Le sénateur Nolin : Tout d'abord à nos relations avec les États-Unis, qui ont considérablement évolué depuis 15 ou 20 ans. Le Québec a toujours été très proche des États-Unis. À propos de votre question concernant les citoyens du monde, est-ce que cette notion a été définie et pourquoi le Québec est-il si différent du reste du pays sur ce point? Voilà deux sujets qui m'intéressent.
Mme Parriag : Quand nous faisons des sondages nationaux, nous constatons d'une fois à l'autre que les réponses provenant du Québec diffèrent de celles du reste du Canada. Dans nos résultats de sondages, nous avons souvent un ensemble de données pour le Québec, que nous pouvons comparer avec celles du reste du Canada, car les réponses sont souvent différentes.
En ce qui concerne les relations avec les États-Unis, les résultats des sondages sur les valeurs nous ont permis de constater que les valeurs des Québécois diffèrent de celles des Américains. C'est ce qu'indiquent les recherches effectuées par Michael Adams, du Environics Research Group. Il a testé différentes affirmations, notamment « le père est maître chez lui », en demandant au répondant s'il était d'accord ou non.

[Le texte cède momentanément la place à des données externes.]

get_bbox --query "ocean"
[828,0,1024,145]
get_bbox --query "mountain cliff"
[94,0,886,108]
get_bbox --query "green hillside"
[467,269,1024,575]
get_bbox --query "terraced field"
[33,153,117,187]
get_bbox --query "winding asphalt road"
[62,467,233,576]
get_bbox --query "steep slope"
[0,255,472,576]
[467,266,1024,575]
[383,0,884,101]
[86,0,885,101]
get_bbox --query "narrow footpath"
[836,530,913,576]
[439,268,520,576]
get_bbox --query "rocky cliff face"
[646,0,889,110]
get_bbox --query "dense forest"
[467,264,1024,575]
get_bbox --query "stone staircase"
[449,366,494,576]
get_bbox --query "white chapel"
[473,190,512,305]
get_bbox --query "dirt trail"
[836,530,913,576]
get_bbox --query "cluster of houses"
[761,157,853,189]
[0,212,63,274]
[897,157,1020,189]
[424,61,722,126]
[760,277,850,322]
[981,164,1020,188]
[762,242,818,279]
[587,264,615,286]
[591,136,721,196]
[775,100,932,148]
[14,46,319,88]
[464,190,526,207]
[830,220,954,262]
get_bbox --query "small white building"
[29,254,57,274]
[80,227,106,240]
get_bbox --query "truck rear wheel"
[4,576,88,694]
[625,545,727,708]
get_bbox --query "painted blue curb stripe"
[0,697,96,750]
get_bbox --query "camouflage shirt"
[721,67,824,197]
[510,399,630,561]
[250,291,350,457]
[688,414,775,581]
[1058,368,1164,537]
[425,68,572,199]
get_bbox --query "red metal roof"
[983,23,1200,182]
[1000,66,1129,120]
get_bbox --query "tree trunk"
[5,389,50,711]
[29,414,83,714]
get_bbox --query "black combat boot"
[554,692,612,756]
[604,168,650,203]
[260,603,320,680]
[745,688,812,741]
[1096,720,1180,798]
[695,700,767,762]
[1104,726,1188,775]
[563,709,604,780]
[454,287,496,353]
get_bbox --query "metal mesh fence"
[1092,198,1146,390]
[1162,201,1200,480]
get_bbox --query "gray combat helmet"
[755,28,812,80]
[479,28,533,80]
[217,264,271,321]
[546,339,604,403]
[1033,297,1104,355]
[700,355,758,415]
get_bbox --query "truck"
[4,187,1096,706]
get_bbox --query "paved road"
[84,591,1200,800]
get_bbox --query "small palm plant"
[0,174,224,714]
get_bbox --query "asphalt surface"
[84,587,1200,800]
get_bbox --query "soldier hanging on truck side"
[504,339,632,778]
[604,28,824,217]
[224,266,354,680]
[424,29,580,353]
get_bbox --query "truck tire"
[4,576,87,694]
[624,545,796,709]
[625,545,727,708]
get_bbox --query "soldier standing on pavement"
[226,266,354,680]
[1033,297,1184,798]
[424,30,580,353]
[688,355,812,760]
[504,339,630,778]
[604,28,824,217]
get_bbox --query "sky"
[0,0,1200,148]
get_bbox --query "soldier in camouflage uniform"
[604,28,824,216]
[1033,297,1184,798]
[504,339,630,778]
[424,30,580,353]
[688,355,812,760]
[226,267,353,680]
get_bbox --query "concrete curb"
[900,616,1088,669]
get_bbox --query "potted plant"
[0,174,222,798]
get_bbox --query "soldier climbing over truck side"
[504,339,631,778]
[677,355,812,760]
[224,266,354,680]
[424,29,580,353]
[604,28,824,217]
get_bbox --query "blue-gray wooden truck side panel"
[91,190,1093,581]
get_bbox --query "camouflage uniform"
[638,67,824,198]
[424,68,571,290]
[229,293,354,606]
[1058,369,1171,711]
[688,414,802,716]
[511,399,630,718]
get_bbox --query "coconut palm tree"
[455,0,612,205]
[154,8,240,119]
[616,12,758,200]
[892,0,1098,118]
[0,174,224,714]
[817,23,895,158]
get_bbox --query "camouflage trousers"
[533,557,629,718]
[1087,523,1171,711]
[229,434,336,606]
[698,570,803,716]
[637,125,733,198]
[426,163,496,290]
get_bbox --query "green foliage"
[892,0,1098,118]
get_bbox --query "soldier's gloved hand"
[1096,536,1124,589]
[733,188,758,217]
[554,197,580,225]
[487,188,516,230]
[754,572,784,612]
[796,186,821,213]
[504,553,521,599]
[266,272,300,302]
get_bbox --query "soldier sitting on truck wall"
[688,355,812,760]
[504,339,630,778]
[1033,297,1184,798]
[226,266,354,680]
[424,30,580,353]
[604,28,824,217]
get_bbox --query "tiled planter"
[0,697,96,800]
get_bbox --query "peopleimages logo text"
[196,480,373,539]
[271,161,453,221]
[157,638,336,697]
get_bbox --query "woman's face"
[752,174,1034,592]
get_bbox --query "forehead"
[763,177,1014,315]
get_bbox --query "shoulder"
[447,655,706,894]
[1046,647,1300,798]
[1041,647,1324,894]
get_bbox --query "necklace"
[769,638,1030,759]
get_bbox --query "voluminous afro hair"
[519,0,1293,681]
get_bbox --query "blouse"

Dans l'ensemble des États-Unis, les réponses positives sont plus nombreuses qu'au Canada. Au Québec, elles sont encore beaucoup moins nombreuses.
On note aussi des divergences en matière de croyances religieuses. Les Américains sont devenus plus conservateurs et plus religieux depuis 30 ans, alors que les Québécois le sont moins. Nous pensons que cette différence dans les valeurs entraîne une différence dans les perceptions. Pour l'essentiel, les Québécois disent ne ressentir aucun point commun avec les Américains.
Le sénateur Nolin : C'est une tendance très récente chez les Québécois, et vous mettez l'accent, évidemment, sur deux domaines spécifiques.
Mme Parriag : C'est exact.
Le sénateur Nolin : J'ai lu récemment un article du Globe and Mail sur ce qui rend le Québec différent. On y disait que les Québécois se trouvent différents des Américains, et que c'est une tendance récente. Il y a 10 ans, ce n'était pas ainsi. Qu'est-ce qui a changé? Les valeurs familiales et religieuses n'ont certainement pas changé en 10 ans. Alors, qu'est-ce qui a changé?
Mme Parriag : Je sais que si nous prenons les 4 ou 5 dernières années, les Québécois semblent moins se préoccuper des questions militaires. Aux États-Unis, on a beaucoup mis l'accent sur les questions militaires et les questions de sécurité. On constate donc une divergence très nette à ce niveau.
Sur la défense antimissile, si on écarte le Québec de l'ensemble des résultats, le Canada accorde un appui majoritaire à la défense antimissile, moins de 50 p. 100 des répondants affirmant qu'ils sont contre. Par conséquent, ce sont les réponses des Québécois qui déterminent la tendance sur cette question. D'après ce que nous avons vu, les Québécois sont d'accord lorsqu'un besoin militaire coïncide avec leurs valeurs; autrement, ils n'accordent pas leur appui sur cette question, contrairement aux Américains.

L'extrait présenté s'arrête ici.